Por suerte, los goles de Pedro Troglio y Jorge Burruchaga le dieron el triunfo al equipo ante los soviéticos y la selección pudo continuar en el Mundial de Italia nada menos que hasta la final, que perdió a cinco minutos del cierre con un penal dudoso.

Sin piernas

En Estados Unidos 1994, la sensación de tragedia llegó inesperadamente y de golpe, después de que la ilusión fuera gigantesca, lo que probablemente haya hecho más fuerte la caída. Tras dos partidos excelentes ante Grecia y Nigeria, el dóping positivo de Diego Maradona sumergió al plantel en la desesperanza. Todos creían que Argentina iba a ser campeón con Maradona. Nadie creía en Argentina sin Maradona. Las consecuencias fueron inmediatas: derrota con Bulgaria y eliminación con Rumania.

«¡Metela que se termina!»

En el mundial de Corea y Japón 2002, la Argentina de Marcelo Bielsa debutó con un triunfo ante Nigeria que no calmó a nadie. Las malas señales aparecían en cuentagotas: la lesión de Roberto Ayala justo antes del encuentro fue la primera mala noticia. La derrota 0 – 1 ante Inglaterra motivó varios cambios del entrenador para el tercer y decisivo partido ante Suecia. Se percibía en el aire que la cosa no estaba bien. El partido terminó 1 a 1 y el equipo dejó rápidamente el torneo al que había llegado como principal candidato.

La incertidumbre del 10

En el Mundial de Sudáfrica la sensación fue la misma hasta el debut. Las eliminatorias habían sido un suplicio y la poca experiencia de Diego Maradona como director técnico auguraban un pésimo desempeño en la Copa del Mundo de 2010. Nadie creía en el seleccionado nacional. Sin embargo, a medida que se desarrolló el torneo la cosa cambió: Argentina ganaba con la contundencia de su poderosa delantera. Todo se desarmó en cuartos de final, cuando «nos comimos el chamuyo de Alemania» y la cosa terminó.
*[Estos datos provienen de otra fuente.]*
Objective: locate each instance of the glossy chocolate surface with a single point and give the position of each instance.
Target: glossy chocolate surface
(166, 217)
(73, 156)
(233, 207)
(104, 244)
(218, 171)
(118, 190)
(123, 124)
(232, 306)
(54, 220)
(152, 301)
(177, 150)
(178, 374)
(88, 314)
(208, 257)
Sin embargo, en la lista final, Argentina terminó en el quinto puesto, el mejor desde Italia 90.

Frío como Islandia

En el Mundial Rusia 2018, el combinado nacional clasificó a Octavos de final de una manera angustiosa como nunca antes en la historia. El entonces equipo conducido por Jorge Sampaoli comenzó empatando con Islandia para sorpresa de muchos, aunque la gran bofetada fue propinada por Croacia. Fue un 3 a 0 contundente con anotaciones de Rebic, Modric y Rakitic por la selección balcánica, todos ellos en la segunda parte.

A la selección le quedaba el partido ante Nigeria y un empate en el mismo la dejaba fuera del mundial en primera ronda. El día de ese partido y a solo cuatro minutos del final, la selección empataba 1-1 hasta que el golazo salvador de Marcos Rojo cambió la historia. A lo lejos, Croacia también daba una mano con su triunfo sobre Islandia.

Argentina debió enfrentarse entonces con Francia. A pesar del 4 a 3 a favor de los galos, la diferencia en el juego había sido mucho mayor a favor del equipo de Mbappe que finalmente se coronó campeón del mundo.